De facto, a retórica do confronto pode mobilizar votos e alimentar mitos nacionais, mas por si só não é geradora de riqueza. E muito menos constrói pontes num mundo cada vez mais multipolar. Para além disso há um risco enorme neste tipo de estratégia: num mundo onde impera a desconfiança, o comércio “morre”. E com ele, morrem os estímulos à competitividade e inovação.


Neste prisma, o isolacionismo não é uma fortaleza, é mais uma prisão.


É inegável que a globalização tem custos e seria desonesto ignorá-los. Entre os mais significativos estão a desindustrialização sentida em muitas economias ocidentais, com impacto diretos no emprego e no tecido social; o agravamento das desigualdades internas, com a concentração da riqueza nas grandes áreas urbanas e tecnológicas; e a vulnerabilidade das cadeias de abastecimento globais, como constatámos durante a pandemia.

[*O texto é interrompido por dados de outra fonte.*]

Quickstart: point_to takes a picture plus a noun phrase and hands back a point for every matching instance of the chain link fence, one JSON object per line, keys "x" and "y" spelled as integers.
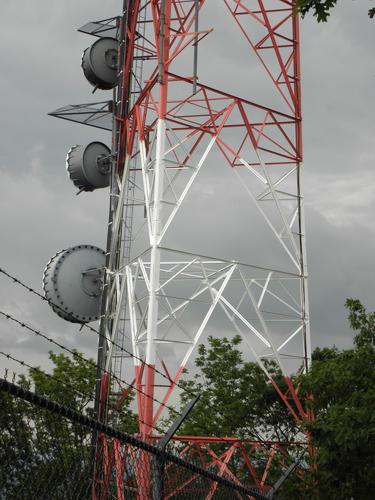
{"x": 46, "y": 452}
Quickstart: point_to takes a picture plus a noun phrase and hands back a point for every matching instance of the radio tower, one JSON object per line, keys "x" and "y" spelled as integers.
{"x": 168, "y": 129}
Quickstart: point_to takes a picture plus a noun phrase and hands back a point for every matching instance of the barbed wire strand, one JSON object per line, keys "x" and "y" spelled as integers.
{"x": 123, "y": 437}
{"x": 67, "y": 384}
{"x": 87, "y": 360}
{"x": 90, "y": 328}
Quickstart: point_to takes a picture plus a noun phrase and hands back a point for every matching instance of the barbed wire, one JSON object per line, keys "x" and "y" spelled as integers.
{"x": 90, "y": 328}
{"x": 67, "y": 384}
{"x": 75, "y": 353}
{"x": 123, "y": 437}
{"x": 48, "y": 375}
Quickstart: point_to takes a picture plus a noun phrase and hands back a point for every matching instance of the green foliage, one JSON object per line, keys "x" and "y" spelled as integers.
{"x": 43, "y": 455}
{"x": 237, "y": 398}
{"x": 321, "y": 8}
{"x": 343, "y": 388}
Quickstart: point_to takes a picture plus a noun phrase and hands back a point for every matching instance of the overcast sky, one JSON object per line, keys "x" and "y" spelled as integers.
{"x": 40, "y": 213}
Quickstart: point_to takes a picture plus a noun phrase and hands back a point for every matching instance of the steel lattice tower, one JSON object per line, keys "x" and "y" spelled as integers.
{"x": 167, "y": 124}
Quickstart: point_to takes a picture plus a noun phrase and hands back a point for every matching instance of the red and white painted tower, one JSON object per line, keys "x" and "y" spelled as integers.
{"x": 172, "y": 133}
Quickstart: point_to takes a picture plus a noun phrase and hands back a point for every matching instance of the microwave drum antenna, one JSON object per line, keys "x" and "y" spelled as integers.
{"x": 99, "y": 63}
{"x": 89, "y": 166}
{"x": 73, "y": 281}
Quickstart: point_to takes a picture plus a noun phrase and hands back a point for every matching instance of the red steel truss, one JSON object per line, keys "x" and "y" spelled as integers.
{"x": 170, "y": 126}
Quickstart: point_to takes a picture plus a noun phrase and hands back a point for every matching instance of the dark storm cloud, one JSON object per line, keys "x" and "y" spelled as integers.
{"x": 40, "y": 213}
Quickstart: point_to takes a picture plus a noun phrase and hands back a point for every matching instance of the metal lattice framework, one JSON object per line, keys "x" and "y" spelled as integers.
{"x": 168, "y": 129}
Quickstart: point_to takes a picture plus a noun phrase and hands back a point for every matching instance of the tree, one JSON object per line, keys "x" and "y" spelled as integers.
{"x": 321, "y": 8}
{"x": 241, "y": 400}
{"x": 237, "y": 400}
{"x": 43, "y": 455}
{"x": 343, "y": 433}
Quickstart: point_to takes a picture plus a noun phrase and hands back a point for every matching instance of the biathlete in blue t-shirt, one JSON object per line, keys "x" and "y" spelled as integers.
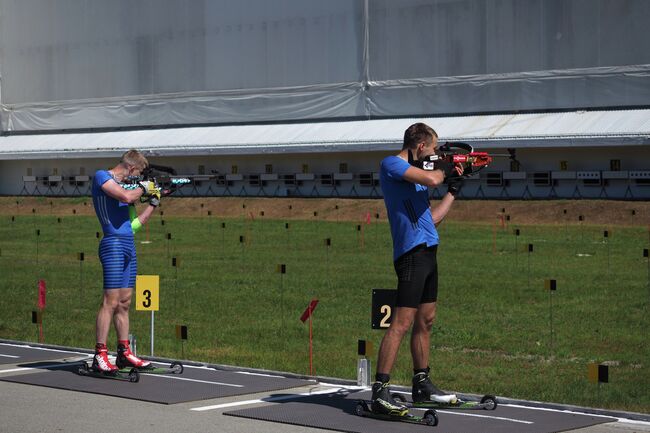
{"x": 405, "y": 184}
{"x": 116, "y": 212}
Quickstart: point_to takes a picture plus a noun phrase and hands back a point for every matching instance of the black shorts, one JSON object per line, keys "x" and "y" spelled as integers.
{"x": 417, "y": 276}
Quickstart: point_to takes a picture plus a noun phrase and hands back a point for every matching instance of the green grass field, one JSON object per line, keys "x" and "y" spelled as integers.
{"x": 492, "y": 334}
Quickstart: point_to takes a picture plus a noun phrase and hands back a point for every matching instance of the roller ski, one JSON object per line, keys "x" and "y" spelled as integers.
{"x": 383, "y": 407}
{"x": 174, "y": 368}
{"x": 426, "y": 395}
{"x": 126, "y": 361}
{"x": 101, "y": 367}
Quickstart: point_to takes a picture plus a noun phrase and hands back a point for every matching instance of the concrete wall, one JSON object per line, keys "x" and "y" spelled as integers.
{"x": 543, "y": 174}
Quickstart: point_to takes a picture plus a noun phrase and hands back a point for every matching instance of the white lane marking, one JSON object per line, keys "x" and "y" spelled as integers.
{"x": 500, "y": 418}
{"x": 250, "y": 373}
{"x": 193, "y": 380}
{"x": 262, "y": 400}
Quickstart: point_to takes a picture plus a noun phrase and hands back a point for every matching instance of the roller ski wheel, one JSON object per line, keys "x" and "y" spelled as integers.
{"x": 488, "y": 402}
{"x": 430, "y": 417}
{"x": 131, "y": 375}
{"x": 174, "y": 368}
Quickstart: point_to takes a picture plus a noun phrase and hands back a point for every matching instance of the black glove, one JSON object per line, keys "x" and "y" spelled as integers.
{"x": 431, "y": 162}
{"x": 454, "y": 185}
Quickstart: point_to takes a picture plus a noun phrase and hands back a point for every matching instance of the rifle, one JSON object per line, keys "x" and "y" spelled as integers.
{"x": 456, "y": 152}
{"x": 162, "y": 176}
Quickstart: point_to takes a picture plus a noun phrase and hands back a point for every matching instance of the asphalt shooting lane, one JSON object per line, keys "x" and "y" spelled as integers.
{"x": 297, "y": 405}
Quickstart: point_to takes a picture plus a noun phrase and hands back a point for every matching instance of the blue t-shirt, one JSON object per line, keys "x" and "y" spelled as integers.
{"x": 113, "y": 215}
{"x": 407, "y": 204}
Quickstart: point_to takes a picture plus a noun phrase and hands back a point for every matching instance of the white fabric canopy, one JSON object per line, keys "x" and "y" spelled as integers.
{"x": 584, "y": 128}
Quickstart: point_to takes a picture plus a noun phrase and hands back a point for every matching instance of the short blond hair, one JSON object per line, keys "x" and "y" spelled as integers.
{"x": 135, "y": 158}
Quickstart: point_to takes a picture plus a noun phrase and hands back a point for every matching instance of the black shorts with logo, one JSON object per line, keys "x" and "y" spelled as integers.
{"x": 417, "y": 276}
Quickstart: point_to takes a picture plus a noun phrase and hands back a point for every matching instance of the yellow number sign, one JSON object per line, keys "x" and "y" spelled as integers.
{"x": 146, "y": 292}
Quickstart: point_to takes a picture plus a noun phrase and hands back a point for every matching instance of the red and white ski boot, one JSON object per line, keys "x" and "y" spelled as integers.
{"x": 126, "y": 358}
{"x": 101, "y": 363}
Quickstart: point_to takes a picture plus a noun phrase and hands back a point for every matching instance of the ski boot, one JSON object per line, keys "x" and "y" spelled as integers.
{"x": 101, "y": 363}
{"x": 423, "y": 390}
{"x": 383, "y": 403}
{"x": 126, "y": 358}
{"x": 103, "y": 368}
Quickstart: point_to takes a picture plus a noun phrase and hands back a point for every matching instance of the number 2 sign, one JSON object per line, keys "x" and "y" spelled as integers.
{"x": 147, "y": 292}
{"x": 383, "y": 304}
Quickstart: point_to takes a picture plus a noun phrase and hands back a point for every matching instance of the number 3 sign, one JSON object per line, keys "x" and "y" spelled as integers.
{"x": 383, "y": 304}
{"x": 146, "y": 292}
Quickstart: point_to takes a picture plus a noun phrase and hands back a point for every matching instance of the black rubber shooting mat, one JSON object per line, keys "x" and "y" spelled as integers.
{"x": 337, "y": 412}
{"x": 14, "y": 354}
{"x": 194, "y": 384}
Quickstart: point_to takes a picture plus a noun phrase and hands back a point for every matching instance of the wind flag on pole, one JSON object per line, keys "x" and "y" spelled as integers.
{"x": 42, "y": 289}
{"x": 310, "y": 309}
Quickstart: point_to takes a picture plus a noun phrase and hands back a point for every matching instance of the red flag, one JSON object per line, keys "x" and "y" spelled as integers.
{"x": 310, "y": 309}
{"x": 41, "y": 294}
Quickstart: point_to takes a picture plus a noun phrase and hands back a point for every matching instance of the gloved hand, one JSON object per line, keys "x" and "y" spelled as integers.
{"x": 454, "y": 185}
{"x": 154, "y": 200}
{"x": 149, "y": 188}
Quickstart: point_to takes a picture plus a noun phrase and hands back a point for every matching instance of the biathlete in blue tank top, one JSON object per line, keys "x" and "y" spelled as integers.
{"x": 115, "y": 209}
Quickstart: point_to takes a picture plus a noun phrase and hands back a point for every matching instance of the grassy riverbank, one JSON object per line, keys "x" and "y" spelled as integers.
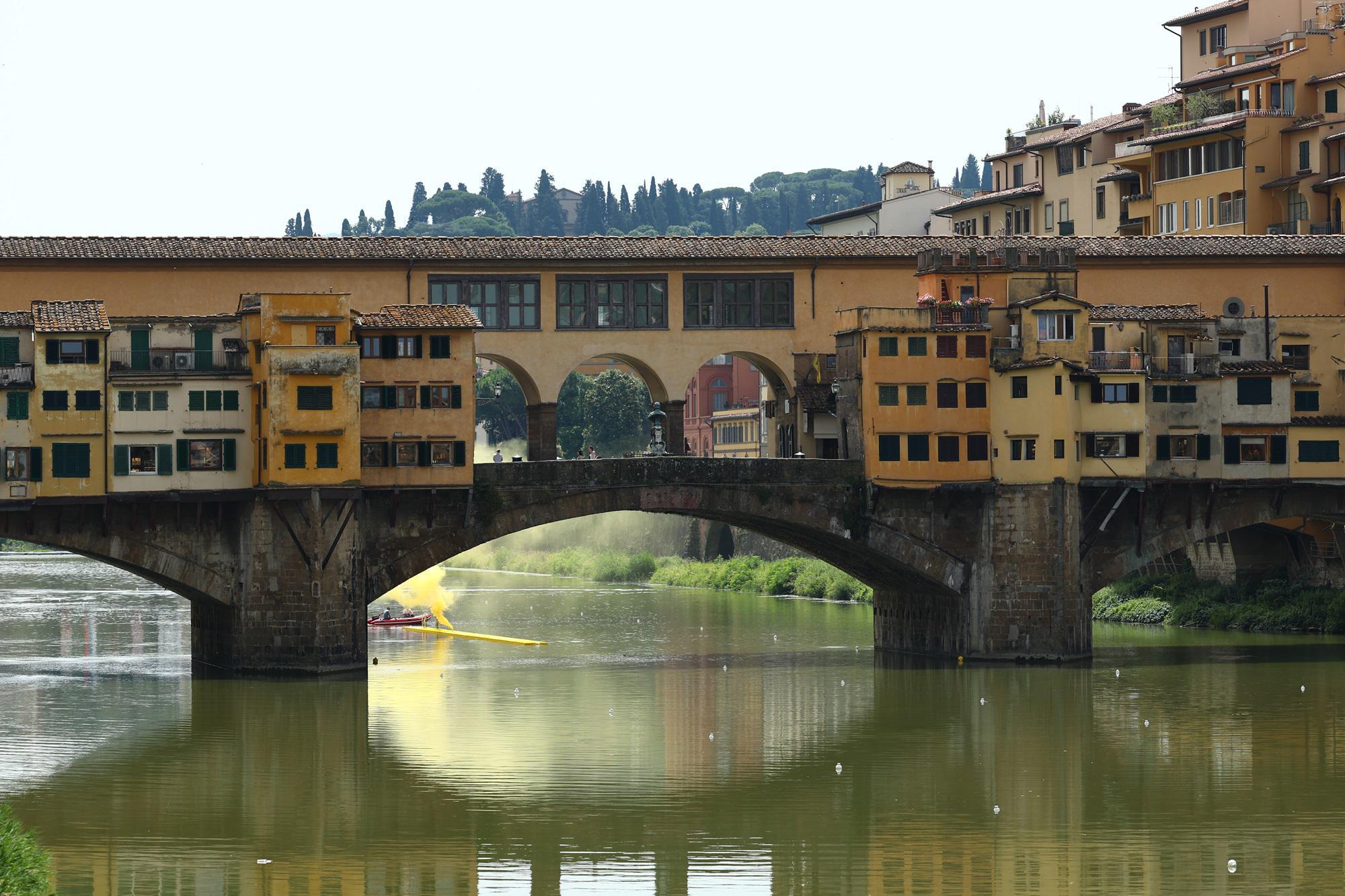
{"x": 751, "y": 575}
{"x": 1182, "y": 599}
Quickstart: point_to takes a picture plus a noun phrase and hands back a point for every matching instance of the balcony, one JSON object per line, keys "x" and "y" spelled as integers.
{"x": 174, "y": 362}
{"x": 1118, "y": 361}
{"x": 17, "y": 376}
{"x": 1187, "y": 365}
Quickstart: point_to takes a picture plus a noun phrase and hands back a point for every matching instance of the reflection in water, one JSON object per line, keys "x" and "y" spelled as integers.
{"x": 434, "y": 776}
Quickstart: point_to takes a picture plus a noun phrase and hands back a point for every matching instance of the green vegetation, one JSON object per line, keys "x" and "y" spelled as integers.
{"x": 24, "y": 864}
{"x": 1273, "y": 604}
{"x": 750, "y": 575}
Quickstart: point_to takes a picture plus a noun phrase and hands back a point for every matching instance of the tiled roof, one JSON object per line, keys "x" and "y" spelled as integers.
{"x": 1148, "y": 313}
{"x": 909, "y": 167}
{"x": 1208, "y": 13}
{"x": 1211, "y": 76}
{"x": 85, "y": 315}
{"x": 451, "y": 251}
{"x": 1324, "y": 420}
{"x": 1253, "y": 366}
{"x": 988, "y": 198}
{"x": 419, "y": 318}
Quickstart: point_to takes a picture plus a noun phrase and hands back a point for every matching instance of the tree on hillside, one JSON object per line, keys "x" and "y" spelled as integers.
{"x": 545, "y": 217}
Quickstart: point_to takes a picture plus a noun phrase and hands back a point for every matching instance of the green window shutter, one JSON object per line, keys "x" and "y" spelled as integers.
{"x": 1280, "y": 450}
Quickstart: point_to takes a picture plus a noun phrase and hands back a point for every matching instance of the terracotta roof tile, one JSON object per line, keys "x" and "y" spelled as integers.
{"x": 1149, "y": 313}
{"x": 419, "y": 318}
{"x": 85, "y": 315}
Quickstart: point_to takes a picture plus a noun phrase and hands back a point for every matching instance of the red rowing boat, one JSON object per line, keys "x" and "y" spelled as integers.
{"x": 400, "y": 620}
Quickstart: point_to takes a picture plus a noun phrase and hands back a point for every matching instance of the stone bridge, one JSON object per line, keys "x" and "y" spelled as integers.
{"x": 279, "y": 579}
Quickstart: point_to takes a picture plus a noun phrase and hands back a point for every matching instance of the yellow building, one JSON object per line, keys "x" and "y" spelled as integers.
{"x": 418, "y": 400}
{"x": 69, "y": 428}
{"x": 15, "y": 403}
{"x": 306, "y": 388}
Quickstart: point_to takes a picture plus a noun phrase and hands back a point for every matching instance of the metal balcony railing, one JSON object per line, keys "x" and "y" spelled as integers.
{"x": 17, "y": 376}
{"x": 1187, "y": 365}
{"x": 159, "y": 362}
{"x": 1118, "y": 361}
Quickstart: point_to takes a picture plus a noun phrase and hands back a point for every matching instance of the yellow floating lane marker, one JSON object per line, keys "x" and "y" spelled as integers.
{"x": 474, "y": 635}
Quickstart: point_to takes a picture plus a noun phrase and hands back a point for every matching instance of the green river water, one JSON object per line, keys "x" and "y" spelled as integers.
{"x": 832, "y": 768}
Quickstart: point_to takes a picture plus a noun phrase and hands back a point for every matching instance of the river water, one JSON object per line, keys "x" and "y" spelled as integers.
{"x": 832, "y": 768}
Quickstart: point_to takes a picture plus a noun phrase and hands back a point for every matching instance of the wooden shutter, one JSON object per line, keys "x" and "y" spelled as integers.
{"x": 1280, "y": 450}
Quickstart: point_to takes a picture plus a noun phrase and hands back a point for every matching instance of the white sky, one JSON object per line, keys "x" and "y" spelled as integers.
{"x": 224, "y": 119}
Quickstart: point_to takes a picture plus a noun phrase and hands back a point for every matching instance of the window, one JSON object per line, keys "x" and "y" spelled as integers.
{"x": 498, "y": 303}
{"x": 1295, "y": 357}
{"x": 17, "y": 405}
{"x": 739, "y": 302}
{"x": 295, "y": 456}
{"x": 1254, "y": 391}
{"x": 18, "y": 464}
{"x": 328, "y": 454}
{"x": 373, "y": 454}
{"x": 1056, "y": 326}
{"x": 1319, "y": 451}
{"x": 315, "y": 399}
{"x": 71, "y": 460}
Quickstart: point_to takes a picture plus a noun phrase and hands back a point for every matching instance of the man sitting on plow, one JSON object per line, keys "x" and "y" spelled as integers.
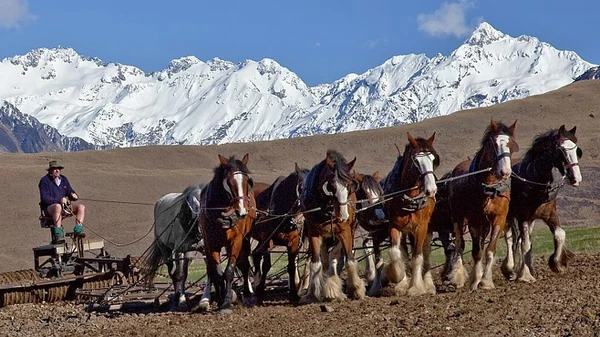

Este é um trade-off que, com tempo, temos que conseguir colmatar, mas seria ainda mais desonesto esquecer os benefícios profundamente transformadores da globalização que retiraram milhões de pessoas da pobreza extrema; permitiram o acesso global a medicamentos, tecnologia e conhecimento; e contribuíram de forma indelével para a expansão dos padrões de vida, educação e consumo em praticamente todas as latitudes do nosso planeta.


A questão de fundo não é, portanto, escolher entre globalização ou protecionismo. Isso seria o mesmo que escolher entre a democracia e um regime ditatorial. O desafio está em encontrar uma fórmula que nos permita conduzir a globalização com inteligência, sentido de justiça e visão estratégia, reconhecendo as vantagens comparativas de cada economia e promovendo uma lógica de cooperação e interdependência que tem sido, e continuará a ser, o principal pilar de desenvolvimento.


Esta é outra das teorias que Donald Trump parece desconhecer. A teoria das vantagens comparativas, desenvolvida por David Ricardo no início do século XIX, demonstra que dois países podem beneficiar do comércio internacional mesmo quando um deles é mais eficiente na produção de todos os bens.


O ponto central não está na eficiência absoluta, antes na eficiência relativa. Diz esta teoria que um país deve especializar-se na produção dos bens em que é mais produtivo (e tem menor custo de oportunidade). Ou seja, naquele em que tem uma vantagem comparativa que pode desenvolver e explorar no sistema global.


Este princípio permite uma alocação mais eficiente dos recursos a nível global, aumentando a produtividade total e beneficiando todos os parceiros comerciais. Esta lógica não é ideológica, é económica, é racional e é mensurável.


Ao integrarem cadeias de produção de escala planetária, os países em desenvolvimento ganham acesso a know-how, tecnologia, capital e escala produtiva o que lhes permite saltar etapas no processo de industrialização e desenvolvimento das suas economias. Por sua vez, as economias mais avançadas beneficiam da especialização em setores de elevado valor acrescentado, cadeias de valor eficientes e acesso a novos mercados, e da importação de bens a preço mais baixos.


Esta dinâmica resulta no aumento da rendibilidade das empresas, estímulos à competitividade e à inovação, e numa redução significativa do custo de vida, em particular para as classes média e trabalhadora.


A realidade é clara: o comércio livre, quando regulado com justiça e estratégia, continuará a ser o maior motor de desenvolvimento da história.


Por isso o erro de Trump não está em querer proteger os Estados Unidos da América. Está em fazê-lo contra os aliados e o seu próprio povo. Está em fazê-lo à custa da racionalidade económica, da cooperação internacional, e ao não compreender que um mundo baseado na reciprocidade, na especialização e na confiança mútua é mais estável, mais próspero e mais justo.


Substituir esta leitura da realidade por outro em que impera o sentimento do “orgulhosamente sós” é ceder ao perigoso conforto da ignorância, recuar no tempo e dar ainda mais oportunidade a países como a China colocarem em marcha um plano intergeracional e de ser afirmarem como potências incontornáveis no contexto internacional.